Нежеланные часы (Ней) - страница 59

— ДеЛюка.

— ДеЛюка? ДеЛюка, — щурится он на меня. — Ты уверена?

— Э-э, да?

— Подожди. Она итальянская?

Я киваю.

— Потому что ты не похожа на итальянку. Ты такая бледная.

Еще один смешок вырывается из меня, и мне приходится опустить голову на стол, чтобы остановить звуки, исходящие из моего рта. Я даже смотреть на него не могу, а если и посмотрю, то буду смеяться еще сильнее.

— Над чем ты смеешься?

— Боже. Ты. — Слезы текут из глаз, и я вытираю их. — Только ты можешь так честно назвать кого-то бледным, и заставить это звучать как оскорбление.

— Ты смеешься надо мной, Вайолет ДеЛюка?

— Это называется дразнить, Иезекииль Дэниелс. — Я останавливаюсь, склонив голову набок, чтобы изучить его. — Иеремия, Иезекииль, Даниил, Осия… (имеются в виду книги Ветхого Завета — плач Иеремии, Книга пророка Иезекииля, Книга пророка Даниила, Книга пророка Осия).

Он смотрит на меня, не двигаясь.

— Да, я понял, Иезекииль и Даниил, книги Библии.

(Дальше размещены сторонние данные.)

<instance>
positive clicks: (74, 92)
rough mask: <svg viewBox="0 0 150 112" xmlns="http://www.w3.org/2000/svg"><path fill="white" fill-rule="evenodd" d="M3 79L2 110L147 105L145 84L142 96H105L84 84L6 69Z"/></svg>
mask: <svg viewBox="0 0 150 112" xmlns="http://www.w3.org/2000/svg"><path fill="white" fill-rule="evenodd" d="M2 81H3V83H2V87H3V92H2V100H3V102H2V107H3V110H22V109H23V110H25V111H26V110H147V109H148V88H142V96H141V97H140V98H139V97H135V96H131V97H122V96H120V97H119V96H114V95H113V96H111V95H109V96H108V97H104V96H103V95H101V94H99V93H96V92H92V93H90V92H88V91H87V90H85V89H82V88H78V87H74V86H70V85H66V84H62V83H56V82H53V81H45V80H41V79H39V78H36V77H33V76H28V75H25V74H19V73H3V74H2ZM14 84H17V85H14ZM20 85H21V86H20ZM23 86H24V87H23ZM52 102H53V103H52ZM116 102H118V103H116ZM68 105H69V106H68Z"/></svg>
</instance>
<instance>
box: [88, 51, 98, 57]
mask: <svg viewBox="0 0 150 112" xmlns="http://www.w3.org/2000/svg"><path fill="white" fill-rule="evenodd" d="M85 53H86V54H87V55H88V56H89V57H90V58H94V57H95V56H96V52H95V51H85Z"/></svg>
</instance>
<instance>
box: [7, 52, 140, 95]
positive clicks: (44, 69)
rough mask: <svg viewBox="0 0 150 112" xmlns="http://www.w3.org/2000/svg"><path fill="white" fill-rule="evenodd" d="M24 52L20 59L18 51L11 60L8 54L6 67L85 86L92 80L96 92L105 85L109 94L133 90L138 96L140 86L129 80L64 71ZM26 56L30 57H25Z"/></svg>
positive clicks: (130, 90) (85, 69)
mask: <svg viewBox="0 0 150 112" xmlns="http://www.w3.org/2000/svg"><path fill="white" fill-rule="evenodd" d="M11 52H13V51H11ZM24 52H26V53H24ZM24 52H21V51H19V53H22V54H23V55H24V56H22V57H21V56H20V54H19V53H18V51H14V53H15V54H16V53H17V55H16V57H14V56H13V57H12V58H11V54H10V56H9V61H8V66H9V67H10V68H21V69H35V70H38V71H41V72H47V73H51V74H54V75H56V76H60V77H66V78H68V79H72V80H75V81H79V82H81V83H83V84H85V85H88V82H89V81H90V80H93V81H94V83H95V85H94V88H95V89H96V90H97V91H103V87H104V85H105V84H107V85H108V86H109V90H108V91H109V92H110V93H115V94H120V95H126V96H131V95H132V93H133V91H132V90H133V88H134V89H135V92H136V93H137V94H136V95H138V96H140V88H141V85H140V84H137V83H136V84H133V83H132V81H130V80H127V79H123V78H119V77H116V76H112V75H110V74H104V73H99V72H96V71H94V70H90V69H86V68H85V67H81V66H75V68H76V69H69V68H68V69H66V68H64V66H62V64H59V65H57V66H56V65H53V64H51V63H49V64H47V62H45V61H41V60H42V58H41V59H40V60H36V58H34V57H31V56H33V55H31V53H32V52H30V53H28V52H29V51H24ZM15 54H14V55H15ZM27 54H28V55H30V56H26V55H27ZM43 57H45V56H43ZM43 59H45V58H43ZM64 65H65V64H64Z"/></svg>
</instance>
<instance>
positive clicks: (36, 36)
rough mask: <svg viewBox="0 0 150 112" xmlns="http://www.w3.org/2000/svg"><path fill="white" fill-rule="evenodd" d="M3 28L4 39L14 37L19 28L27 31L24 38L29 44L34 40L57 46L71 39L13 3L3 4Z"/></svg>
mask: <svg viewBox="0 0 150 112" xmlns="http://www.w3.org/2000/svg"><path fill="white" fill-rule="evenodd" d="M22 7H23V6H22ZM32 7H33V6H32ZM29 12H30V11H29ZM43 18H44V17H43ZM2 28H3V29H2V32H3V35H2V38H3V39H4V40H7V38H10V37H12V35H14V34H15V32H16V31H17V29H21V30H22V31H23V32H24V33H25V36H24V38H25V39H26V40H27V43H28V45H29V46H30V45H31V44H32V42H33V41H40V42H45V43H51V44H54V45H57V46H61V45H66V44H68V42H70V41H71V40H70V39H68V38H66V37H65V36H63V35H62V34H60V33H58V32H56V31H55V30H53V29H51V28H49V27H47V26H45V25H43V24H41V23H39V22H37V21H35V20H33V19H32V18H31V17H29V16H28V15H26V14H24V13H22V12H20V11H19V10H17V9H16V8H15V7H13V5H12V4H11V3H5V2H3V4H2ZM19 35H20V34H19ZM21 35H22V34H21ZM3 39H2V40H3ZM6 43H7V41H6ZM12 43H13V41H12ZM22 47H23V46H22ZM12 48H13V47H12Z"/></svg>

— Твои родители религиозны?

— Нет. — Он поправляет свою черную бейсболку Айовы. — Ну, я думаю, они были такими до того, как у них появился я, но не сейчас.

— А ты?

Нет. Это всего лишь дурацкая кармическая шутка. Мои родители, должно быть, с самого начала знали, что я буду грешником, вот почему они назвали меня в честь пророка из Библии. Господь знает, что я не святой.

Его большое тело расслабляется, опускается в кресло, ссутулившись, все еще глядя на меня своими мрачными серыми глазами. Они неутомимы и так несчастны.

Он меняет тему.

— Ты готова к сбору средств на следующей неделе?

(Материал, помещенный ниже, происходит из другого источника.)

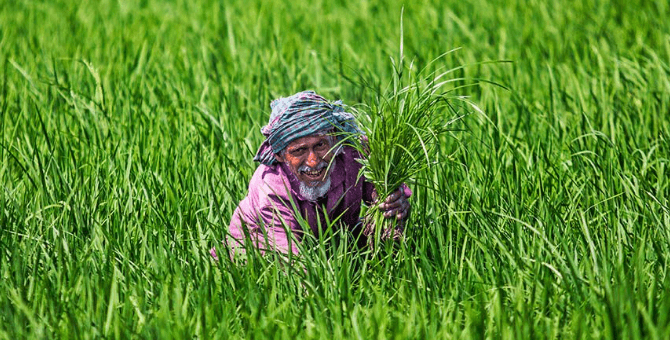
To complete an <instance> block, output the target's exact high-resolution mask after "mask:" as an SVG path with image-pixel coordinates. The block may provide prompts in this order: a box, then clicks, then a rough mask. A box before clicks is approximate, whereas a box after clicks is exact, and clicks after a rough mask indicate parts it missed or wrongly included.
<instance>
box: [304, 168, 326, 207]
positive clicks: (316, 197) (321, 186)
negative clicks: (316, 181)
mask: <svg viewBox="0 0 670 340" xmlns="http://www.w3.org/2000/svg"><path fill="white" fill-rule="evenodd" d="M328 190H330V174H329V175H328V178H326V180H325V181H323V183H321V184H319V185H317V186H314V187H310V186H309V185H307V184H305V182H300V195H301V196H302V197H303V198H304V199H306V200H308V201H312V202H314V201H316V200H317V199H319V197H323V196H325V195H326V194H327V193H328Z"/></svg>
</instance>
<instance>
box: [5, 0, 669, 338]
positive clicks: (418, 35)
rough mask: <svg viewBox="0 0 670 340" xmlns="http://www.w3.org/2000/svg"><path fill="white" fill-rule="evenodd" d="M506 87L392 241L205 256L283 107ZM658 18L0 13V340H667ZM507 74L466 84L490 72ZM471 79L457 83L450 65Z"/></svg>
mask: <svg viewBox="0 0 670 340" xmlns="http://www.w3.org/2000/svg"><path fill="white" fill-rule="evenodd" d="M403 6H404V20H403V27H404V54H405V57H406V59H407V60H414V63H415V65H416V67H417V68H420V67H423V66H425V65H426V64H427V63H428V62H429V61H430V60H432V59H434V58H436V57H437V56H439V55H440V54H442V53H443V52H445V51H448V50H452V49H454V48H460V49H459V50H458V51H455V52H453V53H451V54H449V55H448V56H446V57H445V58H443V59H441V60H440V61H439V63H438V65H435V67H444V68H447V69H449V68H455V67H459V66H462V65H464V66H466V67H464V68H463V69H460V70H457V71H455V72H454V73H453V76H454V77H465V78H468V79H470V80H469V83H472V82H473V81H475V80H476V79H484V80H489V81H493V82H495V83H498V84H501V85H503V86H504V87H505V88H503V87H500V86H494V85H490V84H487V83H482V84H481V85H480V86H473V87H467V88H463V89H459V90H455V92H454V93H457V94H459V95H467V96H469V98H470V100H472V101H473V102H475V103H477V104H478V105H479V107H480V108H481V109H482V111H483V112H477V111H475V110H470V111H467V110H466V111H462V114H464V117H463V118H462V119H461V120H459V121H458V123H456V124H455V125H454V131H452V132H451V134H450V135H449V137H448V138H444V139H443V141H442V144H441V147H440V153H439V156H438V157H437V159H436V160H437V164H436V165H435V166H434V167H433V168H432V169H431V171H430V172H428V173H424V174H423V175H422V178H421V179H420V181H422V183H425V184H428V185H429V186H431V187H434V188H436V189H437V191H430V190H426V189H425V188H424V187H422V186H415V187H414V188H413V189H414V191H415V195H414V196H413V198H412V201H411V202H412V205H413V212H412V218H411V220H410V222H409V226H410V228H409V230H408V234H407V241H406V242H405V243H404V244H402V246H401V247H400V249H399V250H397V251H396V252H394V253H386V254H385V255H383V256H378V257H374V258H371V257H369V256H365V254H360V253H357V252H355V251H352V250H350V249H349V248H347V247H345V246H344V245H342V244H339V245H338V244H336V245H334V246H333V245H332V244H331V246H328V247H324V246H319V245H318V243H319V242H321V241H318V240H317V242H313V243H315V244H317V246H315V247H311V248H309V249H307V250H306V251H305V253H304V255H303V258H302V259H301V260H300V261H301V264H300V265H296V266H289V265H286V264H285V263H282V262H280V261H278V260H276V259H273V258H272V257H270V256H267V257H255V256H250V257H249V258H248V261H247V263H246V264H235V263H231V262H229V261H222V262H219V263H216V262H214V261H212V259H211V258H210V255H209V253H208V250H209V249H210V248H211V247H213V246H217V245H219V244H220V243H219V242H220V240H221V239H223V238H224V236H225V231H226V226H227V224H228V221H229V218H230V216H231V214H232V212H233V210H234V208H235V207H236V205H237V203H238V202H239V201H240V200H241V199H242V198H243V197H244V195H245V194H246V191H247V184H248V180H249V179H250V176H251V175H252V173H253V171H254V169H255V166H256V164H254V163H253V161H252V157H253V154H254V153H255V151H256V149H257V147H258V145H259V143H260V142H261V140H262V136H261V134H260V132H259V129H260V127H261V126H262V125H264V124H265V122H266V121H267V117H268V115H269V103H270V101H271V100H272V99H274V98H276V97H279V96H286V95H290V94H292V93H295V92H297V91H301V90H305V89H313V90H316V91H317V92H319V93H321V94H322V95H324V96H326V97H328V98H331V99H342V100H343V101H344V102H345V103H347V104H351V105H353V104H356V103H360V102H366V101H367V100H369V99H370V91H369V89H366V88H365V87H364V86H362V85H361V84H362V82H363V81H367V82H368V83H370V84H380V85H381V86H383V85H384V84H386V83H387V81H388V80H389V79H391V71H392V70H391V62H390V57H396V56H397V55H398V52H399V38H400V13H401V9H402V7H403ZM668 18H670V5H669V4H668V2H667V1H665V0H661V1H642V0H627V1H619V0H614V1H595V0H585V1H579V2H577V1H537V0H528V1H521V0H512V1H505V2H503V1H484V0H472V1H428V0H416V1H407V2H405V3H403V2H400V1H376V0H369V1H364V0H361V1H344V0H340V1H319V0H315V1H303V0H296V1H290V2H289V1H286V2H283V1H259V0H247V1H232V0H231V1H193V0H192V1H180V0H175V1H158V0H144V1H129V0H118V1H108V0H100V1H56V0H53V1H27V0H18V1H8V0H2V1H0V339H23V338H64V339H69V338H159V339H168V338H178V339H184V338H199V339H208V338H215V339H228V338H253V339H262V338H268V339H324V338H337V339H339V338H347V339H451V338H453V339H484V338H488V339H524V338H526V339H531V338H532V339H559V338H560V339H572V338H586V339H591V338H592V339H668V338H670V275H669V272H668V271H669V264H668V261H670V203H669V196H670V179H669V178H670V20H668ZM496 60H498V61H506V62H498V63H492V64H485V65H477V63H478V62H484V61H496ZM467 65H469V66H467Z"/></svg>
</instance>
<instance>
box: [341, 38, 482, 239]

 Случайное упоминание об этом заставляет мой живот сжаться. Чтобы успокоиться, я достаю из рюкзака бутылку с водой, откручиваю крышку и делаю глоток.

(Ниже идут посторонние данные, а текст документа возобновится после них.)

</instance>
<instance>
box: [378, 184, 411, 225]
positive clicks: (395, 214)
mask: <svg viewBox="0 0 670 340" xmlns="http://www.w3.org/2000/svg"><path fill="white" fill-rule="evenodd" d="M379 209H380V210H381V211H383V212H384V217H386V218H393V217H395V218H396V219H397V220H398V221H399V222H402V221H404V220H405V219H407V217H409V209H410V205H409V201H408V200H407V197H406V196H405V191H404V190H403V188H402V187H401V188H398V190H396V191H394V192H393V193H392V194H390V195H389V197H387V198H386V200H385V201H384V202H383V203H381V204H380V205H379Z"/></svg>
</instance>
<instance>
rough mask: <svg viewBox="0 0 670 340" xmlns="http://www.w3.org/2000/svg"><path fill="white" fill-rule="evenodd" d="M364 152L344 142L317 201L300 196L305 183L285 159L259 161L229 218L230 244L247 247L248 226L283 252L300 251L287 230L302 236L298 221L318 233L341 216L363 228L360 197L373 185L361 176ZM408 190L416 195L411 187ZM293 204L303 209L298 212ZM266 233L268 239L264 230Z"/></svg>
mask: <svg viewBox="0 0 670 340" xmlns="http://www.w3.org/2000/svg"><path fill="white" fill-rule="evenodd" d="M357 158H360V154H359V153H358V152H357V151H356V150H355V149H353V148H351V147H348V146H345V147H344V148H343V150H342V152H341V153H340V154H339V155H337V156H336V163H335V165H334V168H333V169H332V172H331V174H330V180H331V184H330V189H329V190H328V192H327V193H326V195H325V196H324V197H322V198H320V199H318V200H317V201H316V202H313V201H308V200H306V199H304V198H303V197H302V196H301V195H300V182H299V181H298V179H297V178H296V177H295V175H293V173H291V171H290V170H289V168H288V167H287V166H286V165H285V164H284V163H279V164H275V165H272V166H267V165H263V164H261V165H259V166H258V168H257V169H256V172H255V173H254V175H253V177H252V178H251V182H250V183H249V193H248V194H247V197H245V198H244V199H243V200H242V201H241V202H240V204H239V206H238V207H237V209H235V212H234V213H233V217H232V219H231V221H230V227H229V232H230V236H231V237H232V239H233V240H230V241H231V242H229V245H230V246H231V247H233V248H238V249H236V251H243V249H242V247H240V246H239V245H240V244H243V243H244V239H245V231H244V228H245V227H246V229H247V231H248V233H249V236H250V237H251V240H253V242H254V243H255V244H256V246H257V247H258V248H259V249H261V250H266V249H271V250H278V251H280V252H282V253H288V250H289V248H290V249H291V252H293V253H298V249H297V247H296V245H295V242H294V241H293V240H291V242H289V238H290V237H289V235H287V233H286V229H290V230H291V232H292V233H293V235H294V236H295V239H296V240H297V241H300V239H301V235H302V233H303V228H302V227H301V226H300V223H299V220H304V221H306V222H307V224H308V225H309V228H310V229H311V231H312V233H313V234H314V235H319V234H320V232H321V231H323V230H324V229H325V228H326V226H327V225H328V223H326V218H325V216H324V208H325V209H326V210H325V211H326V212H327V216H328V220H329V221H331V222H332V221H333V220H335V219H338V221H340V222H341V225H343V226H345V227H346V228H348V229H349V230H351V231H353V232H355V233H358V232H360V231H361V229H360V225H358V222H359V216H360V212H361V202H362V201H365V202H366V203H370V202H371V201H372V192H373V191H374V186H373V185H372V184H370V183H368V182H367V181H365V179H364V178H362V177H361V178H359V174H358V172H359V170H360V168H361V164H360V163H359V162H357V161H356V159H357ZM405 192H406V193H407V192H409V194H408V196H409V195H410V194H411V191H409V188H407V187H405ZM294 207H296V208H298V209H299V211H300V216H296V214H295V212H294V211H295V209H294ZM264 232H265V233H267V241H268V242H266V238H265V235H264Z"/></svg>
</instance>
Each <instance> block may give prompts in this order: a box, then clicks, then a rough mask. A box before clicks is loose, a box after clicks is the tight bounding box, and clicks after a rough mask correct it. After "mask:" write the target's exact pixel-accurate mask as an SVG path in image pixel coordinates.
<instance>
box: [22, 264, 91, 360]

— Понятия не имею. Ты будешь хорошо со мной обращаться на людях?

Я позволяю неловкому молчанию между нами вырасти, прежде чем прочистить горло. Поднять мой подбородок.

— Зик. Я-я хочу извинений, прежде чем соглашусь пойти куда-нибудь с тобой.

Он хмурится.

— Вайолет…

— Ты у меня в долгу.

Сняв бейсболку, он кладет ее на стол перед собой и проводит пальцами по темным волосам. Черные брови над платиновыми глазами сосредоточенно сужаются.

— Это было дерьмово. Я понял, как только, блядь, позволил тебе уйти. Очевидно, я не могу терпеть девушек в своем доме, не ведя себя как придурок. Извини.

Я тянусь через стол и похлопываю его по руке.

— Ну вот, неужели это было так трудно?

— Да, — ворчит он.

— Держу пари, тебе стало легче, не так ли?

Он отказывается отвечать, вместо этого надевает кепку. Сжимает козырек и сутулится в кресле.

— Итак, этот сбор средств, есть что-то, что мне нужно знать?